How can retrieve numbers of records above and under mean\median over time data with respect to time resolution in python?

Let's say I have the following time data for 1 month or (31 days) in January:

import os, holoviews as hv
os.environ['HV_DOC_HTML'] = 'true'
hv.extension('bokeh')

import pandas as pd
import pandas_bokeh
from pandas_bokeh import plot_bokeh
pandas_bokeh.output_notebook()

#-----------------------------------------------------------
# Libs
#-----------------------------------------------------------
#!pip install hvplot
#!pip install pandas-bokeh

#-----------------------------------------------------------
# LOAD THE DATASET
#-----------------------------------------------------------

df = pd.read_csv('azure.csv')
df['timestamp'] =  pd.to_datetime(df['timestamp'])
df = df.rename(columns={'min cpu': 'min_cpu',
                        'max cpu': 'max_cpu',
                        'avg cpu': 'avg_cpu',})
#df = df.set_index('timestamp')
df.head()


# Data preparation
# ==============================================================================
sliced_df = df[['timestamp', 'avg_cpu']]
# convert column to datetime object
#sliced_df['timestamp'] = pd.to_datetime(sliced_df['timestamp'], format='%Y-%m-%d %H:%M:%S')

# get the hour, day month
sliced_df['hour']        = sliced_df['timestamp'].dt.hour
sliced_df['day']         = sliced_df['timestamp'].dt.day
sliced_df['month']       = sliced_df['timestamp'].dt.month
sliced_df['year']        = sliced_df['timestamp'].dt.year

year_input=2017
month_input=1
day_input=21

# Retrive average CPU usage for hourly
df_avg = sliced_df.groupby('hour').agg({'avg_cpu': 'mean'}).reset_index()
df_21  = sliced_df[(sliced_df.year == year_input) & (sliced_df.month == month_input) & (sliced_df.day == day_input)]
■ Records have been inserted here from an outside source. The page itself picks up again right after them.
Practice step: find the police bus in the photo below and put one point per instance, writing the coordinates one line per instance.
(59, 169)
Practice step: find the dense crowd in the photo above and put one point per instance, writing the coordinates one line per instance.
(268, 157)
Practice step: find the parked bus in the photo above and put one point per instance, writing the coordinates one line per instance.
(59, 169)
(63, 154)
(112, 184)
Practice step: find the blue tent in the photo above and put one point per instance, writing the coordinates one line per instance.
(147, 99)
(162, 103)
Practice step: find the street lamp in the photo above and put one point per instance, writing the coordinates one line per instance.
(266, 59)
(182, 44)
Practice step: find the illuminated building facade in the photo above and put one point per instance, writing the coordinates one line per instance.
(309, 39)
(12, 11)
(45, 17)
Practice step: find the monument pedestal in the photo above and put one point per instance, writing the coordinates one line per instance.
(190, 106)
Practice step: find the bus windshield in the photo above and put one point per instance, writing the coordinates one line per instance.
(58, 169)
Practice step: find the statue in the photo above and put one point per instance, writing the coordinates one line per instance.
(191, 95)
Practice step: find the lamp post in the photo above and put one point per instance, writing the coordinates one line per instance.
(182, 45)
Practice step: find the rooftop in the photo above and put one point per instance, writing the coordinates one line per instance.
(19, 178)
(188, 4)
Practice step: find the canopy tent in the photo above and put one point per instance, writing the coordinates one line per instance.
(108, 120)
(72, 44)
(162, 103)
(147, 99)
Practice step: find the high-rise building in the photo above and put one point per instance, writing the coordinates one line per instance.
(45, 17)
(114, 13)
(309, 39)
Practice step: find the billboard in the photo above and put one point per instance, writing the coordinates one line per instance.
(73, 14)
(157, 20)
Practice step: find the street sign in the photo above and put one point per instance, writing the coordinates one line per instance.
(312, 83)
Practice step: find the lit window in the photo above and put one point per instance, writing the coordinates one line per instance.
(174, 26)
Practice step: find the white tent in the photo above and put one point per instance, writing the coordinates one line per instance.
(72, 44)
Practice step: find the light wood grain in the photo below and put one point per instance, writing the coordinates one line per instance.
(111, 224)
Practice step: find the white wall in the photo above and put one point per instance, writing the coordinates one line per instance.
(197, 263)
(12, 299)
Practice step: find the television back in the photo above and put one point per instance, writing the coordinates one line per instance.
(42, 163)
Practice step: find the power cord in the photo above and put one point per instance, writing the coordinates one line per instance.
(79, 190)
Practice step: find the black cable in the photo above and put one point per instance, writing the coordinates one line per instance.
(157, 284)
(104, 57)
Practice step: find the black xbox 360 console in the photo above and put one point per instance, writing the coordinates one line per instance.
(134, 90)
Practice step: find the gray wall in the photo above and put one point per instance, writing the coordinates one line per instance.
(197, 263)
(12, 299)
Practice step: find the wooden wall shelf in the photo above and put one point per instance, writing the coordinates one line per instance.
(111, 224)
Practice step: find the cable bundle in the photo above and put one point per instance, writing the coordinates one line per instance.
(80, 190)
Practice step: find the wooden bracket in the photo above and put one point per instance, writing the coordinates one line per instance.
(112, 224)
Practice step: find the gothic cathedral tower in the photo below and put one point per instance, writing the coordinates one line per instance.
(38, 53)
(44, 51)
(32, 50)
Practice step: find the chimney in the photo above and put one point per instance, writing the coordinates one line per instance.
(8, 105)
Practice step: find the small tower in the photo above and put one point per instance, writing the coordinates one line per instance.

df_21 = df_21.groupby('hour').agg({'avg_cpu': 'max'}).reset_index()

df_above = pd.merge(df_21, df_avg, on='hour', suffixes=('_hour','_avg'))
df_above['above']       = df_above.loc[df_above[f"avg_cpu_hour"] >= df_above["avg_cpu_avg"], f"avg_cpu_hour"]
df_above['above_value'] = df_above['avg_cpu_hour'] - df_above['avg_cpu_avg']

df_below = pd.merge(df_21, df_avg, on='hour', suffixes=('_hour','_avg'))
df_below['below']       = df_below.loc[df_below[f"avg_cpu_hour"] < df_below["avg_cpu_avg"], f"avg_cpu_hour"]
df_below['below_value'] = df_below['avg_cpu_hour'] - df_below['avg_cpu_avg']


above_count = df_above['above'].value_counts().sum()
below_count = df_below['below'].value_counts().sum()


dark_red = "#FF5555"
dark_blue = "#5588FF"


plot      = sliced_df.hvplot(     x="hour",       y="avg_cpu", by="day",  color="grey", alpha=0.02, legend=False, hover=False)
plot_avg  =    df_avg.hvplot(     x="hour",       y="avg_cpu",             color="grey",             legend=False)
plot_21th =    df_21.hvplot(      x="hour",       y="avg_cpu",             color="black",            legend=False)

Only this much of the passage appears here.